OFA CERAMICS PROGRAM

Student Voices: How Clay Makes Culture, History and Community

Christopher Nugent, Ph.D. candidate, East Asian Languages and Civilizations
My time at the OFA Ceramics Program has been some of the best I have spent at Harvard. While I had had no previous experience with clay, I had long admired the ceramics of China and Japan and wanted to try my hand at the potter’s wheel. With most ceramics classes consisting of a mix of beginners and advanced students, I found I learned not only from my instructors (who have always been excellent), but from other students as well. I soon found that much of my free time was being spent at the studio. But rather than taking away from my academic work, my time at the studio actually complemented it. The chance to use thought-processes different from those I used in my academic work made that work seem fresher and
more exciting.
The Ceramics Program also allowed me to experience material and artistic culture in a way I never had before. By actually working with the same types of processes and materials that potters from different cultures have used for millennia, I gained an understanding of artistic production that I would have never found in books alone.


Gregory Valiant ’06, mathematics concentrator
My college decision was between Harvard and Stanford. From among many factors distinguishing the two, the decision came down to ceramics facilities. Stanford had no ceramics studio on campus, whereas Harvard had a well-known studio attracting many artists whose work I greatly respect. I am grateful that I have been able to continue my interest in ceramics at a studio with such resources—human as well as material.
Last fall I learned a great deal from the people who were there. Yary Livan, a visiting artist from Cambodia, was often there Friday nights working into the morning and always willing to chat or answer questions. Denny McClaughlin, a production potter from Minnesota, was also extremely generous in explaining and demonstrating the technique he uses to throw large forms in multiple stages. The few conversations I’ve had with Makoto Yabe concerning his surface treatments and glazes have been truly inspiring. Pam Gorgone taught me how to fire pieces in kiln firings designed for special fuming effects.
I cannot imagine any other studio in which there is such breadth and depth of knowledge.

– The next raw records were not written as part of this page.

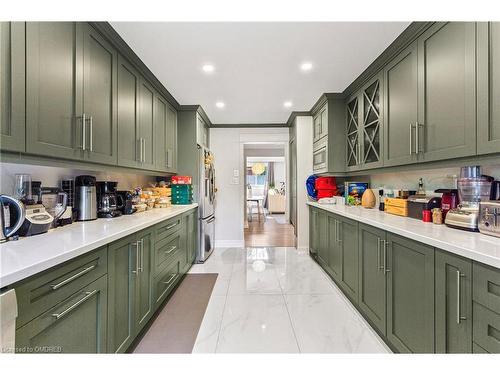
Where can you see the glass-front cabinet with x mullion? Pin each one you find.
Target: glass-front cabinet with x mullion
(364, 126)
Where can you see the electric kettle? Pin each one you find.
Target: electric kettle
(12, 215)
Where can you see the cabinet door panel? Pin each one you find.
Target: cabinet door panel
(453, 303)
(400, 108)
(122, 280)
(76, 325)
(146, 122)
(128, 121)
(12, 86)
(372, 279)
(447, 105)
(99, 96)
(53, 89)
(410, 295)
(488, 87)
(348, 241)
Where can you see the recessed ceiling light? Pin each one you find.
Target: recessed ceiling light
(306, 66)
(208, 68)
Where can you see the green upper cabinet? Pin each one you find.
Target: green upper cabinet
(372, 275)
(353, 157)
(372, 123)
(128, 114)
(410, 295)
(488, 87)
(447, 91)
(146, 125)
(54, 122)
(401, 108)
(100, 61)
(453, 303)
(12, 89)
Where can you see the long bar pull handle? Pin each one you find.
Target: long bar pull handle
(378, 254)
(411, 139)
(88, 295)
(141, 268)
(170, 279)
(84, 125)
(136, 244)
(386, 270)
(91, 131)
(70, 279)
(459, 318)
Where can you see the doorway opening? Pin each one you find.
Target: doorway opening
(266, 220)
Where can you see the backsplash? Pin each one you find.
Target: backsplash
(433, 178)
(52, 176)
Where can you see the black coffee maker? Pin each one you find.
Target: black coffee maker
(107, 202)
(125, 202)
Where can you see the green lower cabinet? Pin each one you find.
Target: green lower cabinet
(453, 303)
(334, 250)
(122, 279)
(372, 276)
(76, 325)
(144, 281)
(410, 295)
(347, 237)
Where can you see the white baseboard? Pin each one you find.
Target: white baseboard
(229, 243)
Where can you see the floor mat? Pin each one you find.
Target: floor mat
(176, 326)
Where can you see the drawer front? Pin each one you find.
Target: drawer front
(486, 286)
(168, 227)
(165, 282)
(486, 328)
(44, 291)
(166, 250)
(75, 325)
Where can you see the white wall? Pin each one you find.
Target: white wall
(52, 176)
(304, 143)
(227, 144)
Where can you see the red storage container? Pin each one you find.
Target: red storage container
(328, 183)
(326, 193)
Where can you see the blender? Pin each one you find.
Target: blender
(472, 189)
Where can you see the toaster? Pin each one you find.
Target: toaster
(489, 218)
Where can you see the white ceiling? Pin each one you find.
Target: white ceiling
(256, 64)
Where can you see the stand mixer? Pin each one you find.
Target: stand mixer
(472, 189)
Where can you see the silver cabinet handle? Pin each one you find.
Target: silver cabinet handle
(386, 270)
(84, 125)
(91, 130)
(136, 244)
(141, 268)
(87, 296)
(172, 248)
(172, 225)
(378, 254)
(459, 318)
(170, 279)
(411, 139)
(70, 279)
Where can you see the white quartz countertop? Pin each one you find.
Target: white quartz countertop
(475, 246)
(30, 255)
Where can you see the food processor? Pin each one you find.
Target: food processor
(472, 189)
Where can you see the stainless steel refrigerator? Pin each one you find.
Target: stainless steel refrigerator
(206, 201)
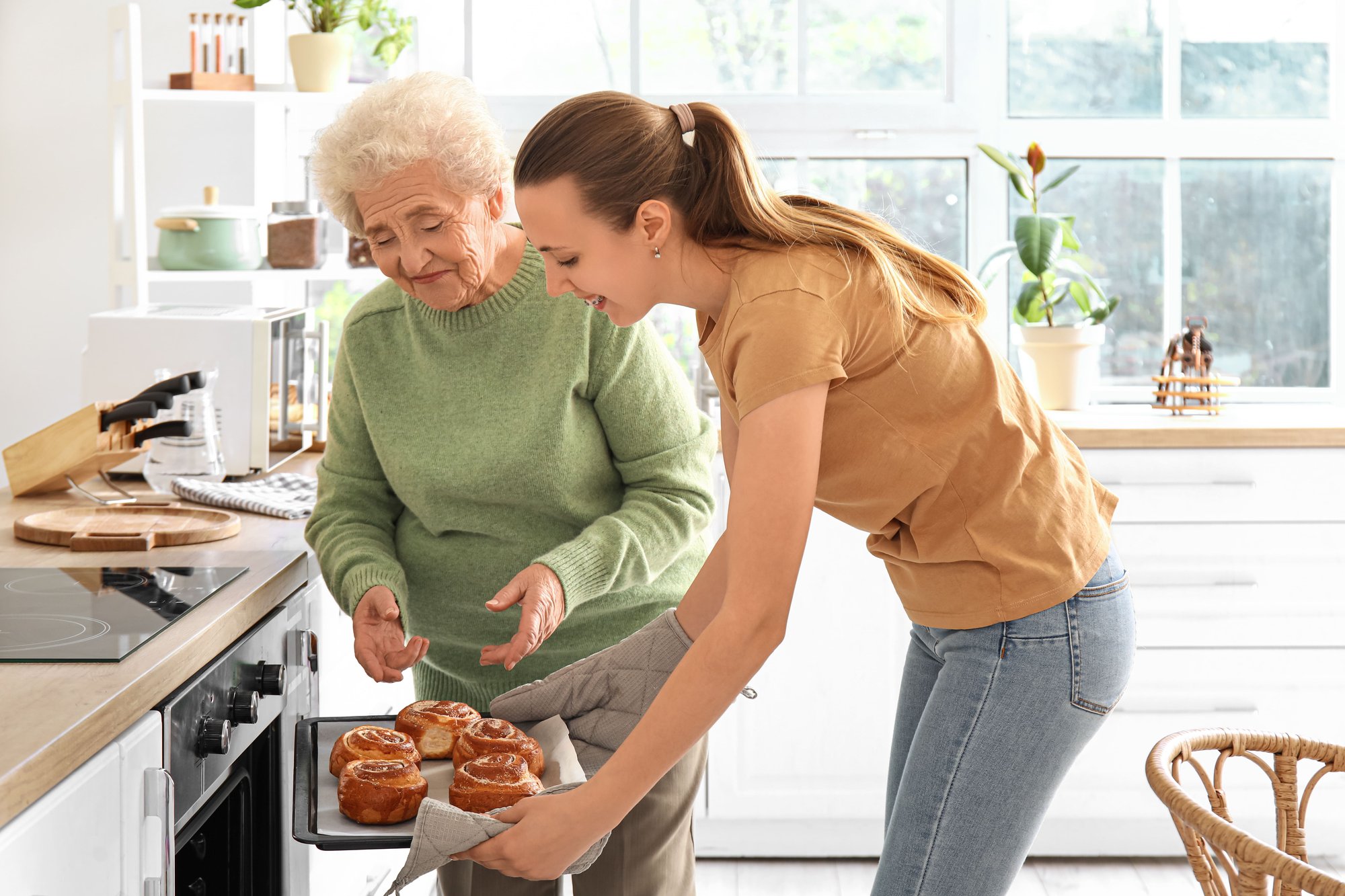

Ruth Craig ’04, religion concentrator and Ceramics Program student staff member
The first weeks and months of my relationship with ceramics were physical—learning to wedge clay to get air out, attempting to center spinning globs of clay on the wheel, feeling the growing steadiness in my own arms as I slowly raised the walls of a cylinder, and gaining a sense of when I needed all my strength and when the lightest touch would do.
Working with clay relieves stress but is also demanding physically and mentally—it combines physical muscle memory, mental problem solving, and what I can only describe as the cultivation of an aesthetic sensibility.
In the last two years the Ceramics Studio has come to mean even more to me. It is a community of incredibly diverse practitioners: undergraduates, graduate students, Harvard faculty and staff, professional artists, community members, PhDs, homesick freshmen, grandmothers, and parents with a few hours a week to spare. Professional artists are also part of the community.
I have seen how ceramics creates, sustains, and reinvigorates community. I have witnessed the back and forth interaction of history, anthropology, religion, and art. I have been present at that single focused moment when past and present, academician and artist, tradition and modernity, physical and mental intertwine as the potter lays her hands on a shapeless mass of clay and gives it form.


Christopher Adams ’94
During his residency at the Ceramics Program this spring, Adams will give presentations in several classes.
Throughout my undergraduate studies at Harvard in evolutionary biology and my graduate studies at Columbia Medical School in human anatomy, my sculptural works have played on biological concepts—speciation, convergence, mimicry—to generate aesthetic novelty and to pose questions about form in the natural world.
One series originated with a single six-legged piece that lost a limb while being loaded into the kiln. The accident reminded me of an evolutionary truth—that form in the natural world is shackled to the past, with each species being merely an evolutionary variant upon a theme established by its ancestors.
I am greatly indebted to the Ceramics Studio, where I received my initial instruction as an undergraduate, and continued my explorations while working in Cambridge in my years following graduation.
The nice thing about having other occupations—many geared necessarily to the prosaic business of earning enough to pay the rent—is that my art is forever changing, absorbing life’s other offerings.